Il vortice intrappolato sui nostri mari
(TEMPOITALIA.IT) Il vortice ciclonico afro-mediterraneo ha già fatto sentire il suo peso. L’Alta Pressione che nei giorni scorsi aveva regalato temperature quasi estive, con punte fino a 30°C in alcune aree insulari e del Sud Italia, ha ceduto di schianto lasciando spazio a una fase di marcata instabilità. Il peggioramento si sta propagando dal Nord-Ovest e dalla Sardegna verso il Nord-Est, il Centro-Sud e la Sicilia, e i prossimi giorni si preannunciano complicati sia dal punto di vista previsionale che per l’intensità delle precipitazioni.
Il motivo è semplice: il vortice è letteralmente intrappolato sui nostri mari, incassato tra figure di alta pressione che ne impediscono lo spostamento rapido. Questo garantisce condizioni di instabilità atmosferica particolarmente marcate, con precipitazioni ricorrenti soprattutto nelle ore diurne.
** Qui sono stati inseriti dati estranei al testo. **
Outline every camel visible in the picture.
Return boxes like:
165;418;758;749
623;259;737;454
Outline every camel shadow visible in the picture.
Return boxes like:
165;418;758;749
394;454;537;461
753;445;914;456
Perché i temporali saranno così intensi
L’aria fresca presente in quota si scontra con i rimasugli dell’ondata di calore subtropicale ancora presenti negli strati più bassi dell’atmosfera, generando gradienti termici enormi. In queste condizioni bastano pochi sbuffi di aria fresca per innescare temporali anche violenti. Nelle ore centrali della giornata i fenomeni si svilupperanno con maggiore frequenza, potendo essere accompagnati, localmente, anche da grandine e forti colpi di vento. In una prima fase si tratterà di fenomeni piuttosto diffusi, mentre da Mercoledì fino al Venerdì si concentreranno progressivamente al Centro-Sud e sulle due Isole Maggiori. Sabato si avrà un deciso miglioramento anche in queste zone, tuttavia con qualche residuo di instabilità.
Il weekend: torna il sole, ma per quanto?
Al Nord, specie sul settore occidentale, il miglioramento si avrà già a partire da Mercoledì, e per il fine settimana si estenderà a tutta Italia, favorito dall’espansione dell’Alta Pressione da ovest. Le temperature risaliranno rapidamente verso valori tardo primaverili, com’è già accaduto in precedenza in questa stagione. La domanda che vale la pena porsi, alla luce delle proiezioni modellistiche attuali, è quanto durerà questa nuova finestra di bel tempo. Le indicazioni dei modelli suggeriscono una stabilità di pochi giorni, prima che un nuovo afflusso di aria fresca possa rimettere in discussione il quadro. Un’altalena che sembra essere la cifra di questa Primavera 2026.